ERRORs are rather simple, WARNINGs more difficult / unclear yet how to best deal with.

ThomasWaldmann avatar Apr 03 '23 12:04 ThomasWaldmann

ERRORs are rather simple

I think you have to walk through the relevant parts of the code base and specify the return code for a the different problems resulting in an error.
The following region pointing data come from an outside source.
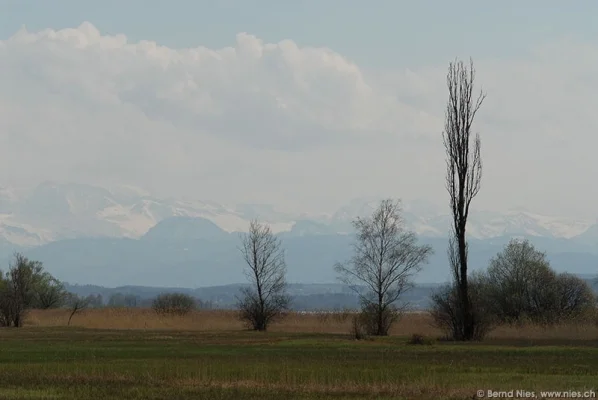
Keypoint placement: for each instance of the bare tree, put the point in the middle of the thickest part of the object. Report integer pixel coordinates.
(386, 259)
(463, 178)
(266, 299)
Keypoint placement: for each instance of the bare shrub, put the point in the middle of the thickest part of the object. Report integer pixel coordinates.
(447, 310)
(523, 287)
(25, 286)
(358, 331)
(265, 300)
(77, 304)
(173, 304)
(419, 339)
(342, 316)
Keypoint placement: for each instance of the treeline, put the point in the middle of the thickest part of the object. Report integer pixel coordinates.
(26, 285)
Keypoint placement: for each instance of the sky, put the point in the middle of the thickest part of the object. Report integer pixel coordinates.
(304, 105)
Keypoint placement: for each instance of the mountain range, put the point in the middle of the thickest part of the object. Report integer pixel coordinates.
(125, 236)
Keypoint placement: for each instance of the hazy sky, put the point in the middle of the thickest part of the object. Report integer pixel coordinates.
(302, 104)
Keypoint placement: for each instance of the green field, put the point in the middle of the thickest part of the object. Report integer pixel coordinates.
(60, 363)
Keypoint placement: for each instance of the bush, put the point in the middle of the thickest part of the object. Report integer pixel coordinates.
(523, 287)
(417, 339)
(446, 307)
(173, 304)
(376, 320)
(358, 331)
(25, 286)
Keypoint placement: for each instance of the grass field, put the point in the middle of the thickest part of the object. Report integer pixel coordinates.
(134, 354)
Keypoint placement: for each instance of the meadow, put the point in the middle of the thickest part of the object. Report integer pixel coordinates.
(136, 354)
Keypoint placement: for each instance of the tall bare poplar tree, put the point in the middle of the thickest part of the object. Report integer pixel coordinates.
(463, 178)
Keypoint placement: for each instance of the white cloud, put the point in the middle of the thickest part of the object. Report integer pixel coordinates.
(291, 125)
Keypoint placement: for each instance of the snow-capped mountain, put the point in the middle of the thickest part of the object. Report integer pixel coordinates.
(52, 211)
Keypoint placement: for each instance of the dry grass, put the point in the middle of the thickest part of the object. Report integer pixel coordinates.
(339, 323)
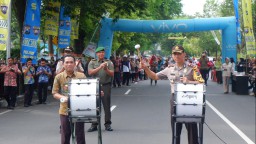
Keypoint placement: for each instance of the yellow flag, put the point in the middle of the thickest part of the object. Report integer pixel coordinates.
(4, 12)
(248, 28)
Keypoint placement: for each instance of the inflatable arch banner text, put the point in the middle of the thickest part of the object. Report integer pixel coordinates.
(226, 24)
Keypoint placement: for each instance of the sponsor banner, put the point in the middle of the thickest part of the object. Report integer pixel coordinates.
(64, 30)
(52, 11)
(248, 28)
(235, 2)
(90, 50)
(31, 31)
(4, 10)
(75, 25)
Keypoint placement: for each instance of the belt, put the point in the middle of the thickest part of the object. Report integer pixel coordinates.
(108, 83)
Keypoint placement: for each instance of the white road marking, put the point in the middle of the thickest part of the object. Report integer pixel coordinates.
(128, 92)
(5, 112)
(113, 107)
(236, 129)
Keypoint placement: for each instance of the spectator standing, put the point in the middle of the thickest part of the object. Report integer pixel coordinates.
(226, 73)
(10, 82)
(126, 68)
(117, 74)
(218, 65)
(153, 67)
(29, 81)
(44, 73)
(204, 69)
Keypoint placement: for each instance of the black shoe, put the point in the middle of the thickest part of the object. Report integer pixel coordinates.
(92, 128)
(108, 128)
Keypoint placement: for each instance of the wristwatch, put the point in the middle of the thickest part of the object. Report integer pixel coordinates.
(62, 100)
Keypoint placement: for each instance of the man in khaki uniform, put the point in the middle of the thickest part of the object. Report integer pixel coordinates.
(103, 69)
(178, 72)
(60, 92)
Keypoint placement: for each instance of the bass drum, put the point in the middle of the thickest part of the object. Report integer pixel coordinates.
(84, 95)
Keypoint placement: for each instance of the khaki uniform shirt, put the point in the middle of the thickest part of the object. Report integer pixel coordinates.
(60, 86)
(173, 73)
(104, 77)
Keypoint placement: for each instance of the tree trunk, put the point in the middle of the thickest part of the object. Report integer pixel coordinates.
(79, 43)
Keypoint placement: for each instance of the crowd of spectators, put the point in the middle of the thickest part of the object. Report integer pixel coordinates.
(127, 71)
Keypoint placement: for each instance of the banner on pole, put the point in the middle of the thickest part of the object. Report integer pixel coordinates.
(90, 50)
(4, 12)
(75, 25)
(248, 28)
(52, 11)
(31, 31)
(64, 30)
(235, 2)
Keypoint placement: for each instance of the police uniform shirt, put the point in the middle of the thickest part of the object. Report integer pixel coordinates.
(104, 77)
(173, 73)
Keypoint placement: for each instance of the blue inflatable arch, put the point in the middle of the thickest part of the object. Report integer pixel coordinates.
(226, 24)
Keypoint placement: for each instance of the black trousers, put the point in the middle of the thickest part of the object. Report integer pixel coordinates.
(219, 77)
(10, 95)
(42, 92)
(106, 101)
(66, 131)
(29, 91)
(191, 127)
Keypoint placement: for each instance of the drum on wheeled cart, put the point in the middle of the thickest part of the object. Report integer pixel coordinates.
(189, 107)
(84, 104)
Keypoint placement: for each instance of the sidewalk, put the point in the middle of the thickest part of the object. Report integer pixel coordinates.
(20, 100)
(215, 88)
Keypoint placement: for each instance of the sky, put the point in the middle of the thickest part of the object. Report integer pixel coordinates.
(190, 7)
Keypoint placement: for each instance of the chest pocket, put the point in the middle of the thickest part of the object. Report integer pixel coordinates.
(96, 65)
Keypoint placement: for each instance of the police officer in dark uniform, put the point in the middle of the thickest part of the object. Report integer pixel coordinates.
(103, 69)
(179, 72)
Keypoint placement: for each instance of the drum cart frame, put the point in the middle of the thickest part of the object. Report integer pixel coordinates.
(86, 119)
(198, 119)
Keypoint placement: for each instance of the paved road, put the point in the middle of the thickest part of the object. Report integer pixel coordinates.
(140, 116)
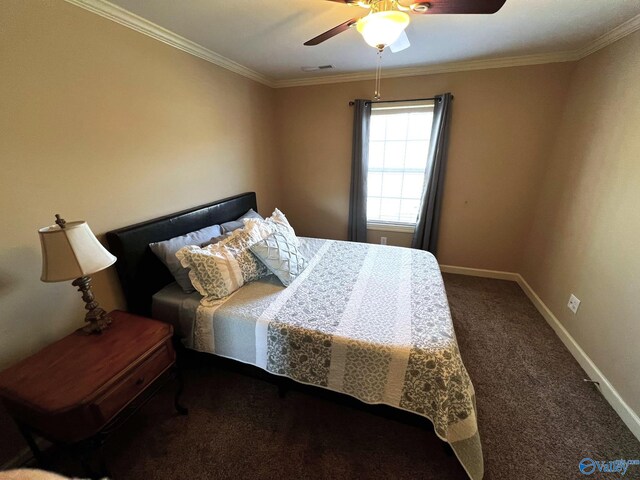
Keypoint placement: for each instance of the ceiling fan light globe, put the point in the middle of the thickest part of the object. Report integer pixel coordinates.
(382, 28)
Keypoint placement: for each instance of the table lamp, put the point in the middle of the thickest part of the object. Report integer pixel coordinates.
(70, 251)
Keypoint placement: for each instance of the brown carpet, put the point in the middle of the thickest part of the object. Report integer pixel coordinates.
(537, 417)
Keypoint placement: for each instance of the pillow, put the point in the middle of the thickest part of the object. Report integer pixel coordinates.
(214, 240)
(236, 224)
(220, 269)
(166, 252)
(277, 222)
(281, 255)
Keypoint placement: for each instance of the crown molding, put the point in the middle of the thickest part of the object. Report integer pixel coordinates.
(131, 20)
(124, 17)
(627, 28)
(434, 69)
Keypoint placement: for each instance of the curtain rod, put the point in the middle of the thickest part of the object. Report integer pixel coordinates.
(352, 103)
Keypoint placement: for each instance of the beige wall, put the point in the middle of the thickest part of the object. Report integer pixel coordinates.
(101, 123)
(502, 125)
(586, 235)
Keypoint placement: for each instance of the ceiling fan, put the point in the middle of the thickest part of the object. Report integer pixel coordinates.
(386, 21)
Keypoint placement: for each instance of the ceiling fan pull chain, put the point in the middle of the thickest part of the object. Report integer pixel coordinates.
(376, 94)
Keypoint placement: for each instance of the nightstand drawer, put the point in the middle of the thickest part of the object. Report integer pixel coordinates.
(135, 382)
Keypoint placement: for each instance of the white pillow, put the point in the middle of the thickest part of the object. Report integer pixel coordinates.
(220, 269)
(277, 222)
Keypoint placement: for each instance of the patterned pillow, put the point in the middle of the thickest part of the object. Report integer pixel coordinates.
(220, 269)
(277, 222)
(281, 255)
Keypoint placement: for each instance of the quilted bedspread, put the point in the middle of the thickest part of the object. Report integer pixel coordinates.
(366, 320)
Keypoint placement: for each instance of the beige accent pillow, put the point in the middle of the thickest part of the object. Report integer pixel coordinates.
(220, 269)
(276, 223)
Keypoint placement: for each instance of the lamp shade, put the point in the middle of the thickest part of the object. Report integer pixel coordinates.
(381, 29)
(71, 252)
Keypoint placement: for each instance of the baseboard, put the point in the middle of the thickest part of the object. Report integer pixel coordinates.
(628, 416)
(624, 411)
(479, 272)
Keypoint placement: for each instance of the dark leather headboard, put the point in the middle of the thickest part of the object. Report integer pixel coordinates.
(141, 273)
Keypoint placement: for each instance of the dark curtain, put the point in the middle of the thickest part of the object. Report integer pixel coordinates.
(426, 233)
(359, 168)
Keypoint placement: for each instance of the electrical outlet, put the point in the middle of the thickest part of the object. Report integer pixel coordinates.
(573, 304)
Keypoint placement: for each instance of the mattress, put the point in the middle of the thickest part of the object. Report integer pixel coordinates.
(366, 320)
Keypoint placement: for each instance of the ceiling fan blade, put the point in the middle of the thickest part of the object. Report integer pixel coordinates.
(457, 6)
(331, 33)
(401, 44)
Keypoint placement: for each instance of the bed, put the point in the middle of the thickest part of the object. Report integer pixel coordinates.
(369, 321)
Or is a their a way to easily map existing exceptions and message ids to return codes in one place?

real-yfprojects avatar Apr 03 '23 12:04 real-yfprojects

@real-yfprojects yes. it's not necessarily an exception, can be also just an if+ return.

ThomasWaldmann avatar Apr 03 '23 12:04 ThomasWaldmann

Are there plans to have a own RC for the borg create message "file changed while we backed it up", which comes now up with RC1?
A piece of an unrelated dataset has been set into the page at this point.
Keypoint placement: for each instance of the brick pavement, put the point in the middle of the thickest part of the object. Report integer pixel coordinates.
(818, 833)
mai-schlau avatar Oct 23 '23 18:10 mai-schlau

@mai-schlau that is a warning (not: error) message and considering there might be multiple and different warnings (plus potentially even some real error), this is a more difficult case than the "real error" return codes and IIRC we did not discuss yet how to handle that.

ThomasWaldmann avatar Oct 23 '23 18:10 ThomasWaldmann

As we have multiple systems, which produce this "file changed while we backed it up" and which still have to be backuped it would be very helpful if these messages would produce a different RC than 1. So it would be easier and more handy to distinguish this occurrence from others like 'no such path' which in our environment requests action.

But maybe, and this is only a simple suggestion, something like RC 1-1 for the "changed while" and a simple 1 for the rest would be an approach. Further RC1s like 'no such path' could also come up with RC 1-2 and maybe the list could be filled till 1-9.

Especially the RC1-1 for the "file changed while we backed it up", would make the messages and our monitoring a lot clearer ...

mai-schlau avatar Oct 25 '23 14:10 mai-schlau

idea about how to deal with warnings

As there can be multiple warnings in a borg run, it is difficult to map all this information to a few bits in a 8bit return code.

But what we could do is:

  • if there is an error, set error to its return code (> 0).
  • collect all warnings in a list.
  • to start simple, the elements would be numerical return codes.
  • later, if needed, the elements could also be (rc, warning message) tuples.
  • compute borg process rc like this:
def compute_rc(error, warnings):
    if error > 0:
        # there was a fatal error, return its error code
        return error
    if not warnings:
        # great: no error and also no warnings
        return 0
    rcs = set(warnings)
    if len(rcs) == 1:
        # easy: there was only one kind of warning, so we can be specific
        return rcs[0]
    # there were different kinds of warnings
    return 1  # generic warning rc, user has to look into the logs

We could think about whether it makes sense to have the same rc for different kinds of similar warnings, so that the specific warning rc case in that computation is used more frequently than the fallback to rc 1 ("find it out yourself!")

ThomasWaldmann avatar Nov 09 '23 01:11 ThomasWaldmann